# Looking for ideas



## 1stout (Oct 25, 2004)

I am looking for a place to hunt in a couple weeks (I have never been to SD pheasant hunting) and was researching the Aberdeen area. What I was wondering is this,
-is this a good area to hunt this year
-is there any public land around or do I need to pay to hunt on private land
-I'll probably be going myself unless I can talk my girlfriend into coming along to help drive so I was planning on hoteling it (any other ideas)?
-is there just anything else in general that I should know.
I have a young dog that I really want to get out onto some birds. 
Thank You for any ideas and suggestions.

Michael


----------



## mburgess (Aug 11, 2003)

I've hunted this area quite a few times. Pheasant hunting in SD is BIG business. To be honest I haven't had real good luck hunting in this area. There are tons of birds!! It is really hard to get on land and I have some connections and still have extreme difficulty. The public stuff and walk in areas are worthless by now. The one rooster that still exists on this stuff is so skittish by now that you drive by the land slowly and he is off and flying. I'd go down there a day early and just scout and try to get to know some landowners and get on some private land. Don't be suprised if you hear 20 no's before you here one yes. Good luck!

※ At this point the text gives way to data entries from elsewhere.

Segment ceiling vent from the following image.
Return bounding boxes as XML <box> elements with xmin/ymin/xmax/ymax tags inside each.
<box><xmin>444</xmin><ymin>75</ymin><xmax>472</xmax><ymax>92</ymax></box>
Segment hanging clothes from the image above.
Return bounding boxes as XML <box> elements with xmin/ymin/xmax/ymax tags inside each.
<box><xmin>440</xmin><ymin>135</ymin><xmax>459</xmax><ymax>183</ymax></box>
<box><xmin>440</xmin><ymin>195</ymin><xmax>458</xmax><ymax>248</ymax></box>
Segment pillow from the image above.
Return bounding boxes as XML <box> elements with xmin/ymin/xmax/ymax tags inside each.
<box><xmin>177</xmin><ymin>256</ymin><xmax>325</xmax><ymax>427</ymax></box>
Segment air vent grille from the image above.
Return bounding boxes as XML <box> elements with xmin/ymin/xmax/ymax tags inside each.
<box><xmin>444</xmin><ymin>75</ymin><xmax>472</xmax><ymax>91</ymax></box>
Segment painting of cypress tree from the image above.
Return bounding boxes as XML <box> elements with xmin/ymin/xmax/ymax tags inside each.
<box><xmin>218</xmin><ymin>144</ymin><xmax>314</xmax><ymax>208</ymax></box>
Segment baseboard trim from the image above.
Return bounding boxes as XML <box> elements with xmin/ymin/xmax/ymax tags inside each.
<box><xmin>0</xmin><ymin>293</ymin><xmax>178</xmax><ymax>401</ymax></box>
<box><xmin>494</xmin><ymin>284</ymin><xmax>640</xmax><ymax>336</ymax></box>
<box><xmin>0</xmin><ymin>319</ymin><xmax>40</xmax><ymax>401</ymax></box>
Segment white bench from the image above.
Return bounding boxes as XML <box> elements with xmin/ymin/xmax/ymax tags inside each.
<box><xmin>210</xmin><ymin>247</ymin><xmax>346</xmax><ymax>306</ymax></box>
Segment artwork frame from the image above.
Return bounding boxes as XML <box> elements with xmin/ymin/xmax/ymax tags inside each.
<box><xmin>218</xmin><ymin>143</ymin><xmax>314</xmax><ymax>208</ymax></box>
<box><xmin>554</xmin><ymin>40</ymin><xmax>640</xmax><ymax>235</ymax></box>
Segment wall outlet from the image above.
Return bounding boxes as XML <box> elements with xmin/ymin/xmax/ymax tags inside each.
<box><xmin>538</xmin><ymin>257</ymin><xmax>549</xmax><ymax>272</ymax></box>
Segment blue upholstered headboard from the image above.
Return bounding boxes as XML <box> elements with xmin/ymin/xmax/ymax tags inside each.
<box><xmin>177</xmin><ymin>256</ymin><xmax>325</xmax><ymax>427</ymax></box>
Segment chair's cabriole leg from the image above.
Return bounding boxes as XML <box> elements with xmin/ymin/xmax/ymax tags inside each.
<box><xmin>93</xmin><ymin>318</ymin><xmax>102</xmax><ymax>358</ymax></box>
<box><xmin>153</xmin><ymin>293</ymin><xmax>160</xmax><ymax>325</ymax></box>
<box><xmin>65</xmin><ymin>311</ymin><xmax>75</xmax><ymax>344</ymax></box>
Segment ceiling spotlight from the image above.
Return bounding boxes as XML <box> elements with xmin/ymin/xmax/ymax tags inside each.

PS: If you do get on some private land it may only take one walk with a good dog and you'll have your limit early. Private land in SD had always yielded a good number of roosters to me. The trick is getting on it.


----------



## mallardhunter (May 15, 2004)

Most of the guys around here want some $$$ before they let you hunt on their land. Some people might let you hunt. There is tons of birds around here. Good luck


----------



## deacon (Sep 12, 2003)

The later you go the better chance of getting on land, some areas do have some good public land, keep the refuges in mind that open in December.


----------



## Bobm (Aug 26, 2003)

1Stout how are the grouse doing in Northern Wisconsin this year?


----------



## 1stout (Oct 25, 2004)

The grouse have been at the bottom of their cycle for a couple years now. Only saw 3 last weekend in bayfield county and they were all in one group. Also the ducks haven't come down yet so not much was going on last weekend.


----------



## Bobm (Aug 26, 2003)

Thanks


----------



## Remmi_&amp;_I (Dec 2, 2003)

Don't go to Aberdeen :eyeroll: PEMBINA is where it's at !! :bartime:


----------